À Likida, un carrefour animé au cœur de Kankan, les jeunes se réinventent. Ici, ils sont nombreux, élèves, étudiants et diplômés sans emploi, à s’adonner à des métiers comme la réparation des téléphones, ordinateurs, radios ou chargeurs.

Une activité devenue bien plus qu’un simple gagne-pain : un véritable refuge face au chômage.

Notre rédaction s’est rendue sur les lieux pour s’enquérir des réalités de ce secteur qui attire chaque jour de nouveaux pratiquants.

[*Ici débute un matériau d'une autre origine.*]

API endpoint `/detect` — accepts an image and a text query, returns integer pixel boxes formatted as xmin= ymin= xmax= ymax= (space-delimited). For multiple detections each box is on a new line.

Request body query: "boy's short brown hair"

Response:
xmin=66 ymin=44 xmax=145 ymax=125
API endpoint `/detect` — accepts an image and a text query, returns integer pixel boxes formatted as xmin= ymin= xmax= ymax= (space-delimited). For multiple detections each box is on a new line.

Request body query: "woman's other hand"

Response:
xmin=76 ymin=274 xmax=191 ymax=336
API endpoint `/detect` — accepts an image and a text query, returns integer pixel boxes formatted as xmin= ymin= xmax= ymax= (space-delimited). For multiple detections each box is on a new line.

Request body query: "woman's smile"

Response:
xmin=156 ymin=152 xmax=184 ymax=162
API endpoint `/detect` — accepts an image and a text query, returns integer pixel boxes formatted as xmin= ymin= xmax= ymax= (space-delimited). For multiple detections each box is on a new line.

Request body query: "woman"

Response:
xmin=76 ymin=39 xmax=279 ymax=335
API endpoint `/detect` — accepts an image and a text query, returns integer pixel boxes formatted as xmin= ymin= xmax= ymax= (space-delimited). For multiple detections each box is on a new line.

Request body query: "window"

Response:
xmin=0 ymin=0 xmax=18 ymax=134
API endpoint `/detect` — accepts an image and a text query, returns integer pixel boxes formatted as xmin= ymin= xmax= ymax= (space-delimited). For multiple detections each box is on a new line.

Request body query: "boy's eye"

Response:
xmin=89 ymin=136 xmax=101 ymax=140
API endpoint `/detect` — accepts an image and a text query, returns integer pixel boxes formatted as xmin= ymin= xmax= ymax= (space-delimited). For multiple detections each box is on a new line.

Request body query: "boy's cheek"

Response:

Kaba Konaté, réparateur de téléphones, confie :« Nous réparons les téléphones, transférons des musiques, revendons des appareils… J’ai choisi ce métier pour ne pas passer mes journées dans l’oisiveté. Certains parmi nous ont fini les études, d’autres non, mais au moins on gagne quelque chose. Par jour, on peut avoir entre 100.000 et 500.000 FG. Ce que je conseille aux jeunes sans activité, c’est de venir apprendre un métier. Ici, on refuse seulement les voleurs. »

Pour Fodé Mory Diakité, diplômé universitaire, marié et père de cinq enfants, ce métier reste une planche de salut :
« J’ai commencé la réparation de téléphones depuis 2008, après l’université. Grâce à ce travail, je nourris ma famille. Les difficultés viennent souvent des pièces de rechange de mauvaise qualité, ce qui cause des malentendus avec les clients. Mais je répète à mes amis qu’il ne faut pas rester bras croisés après les études : il n’y a pas de sous-métier. »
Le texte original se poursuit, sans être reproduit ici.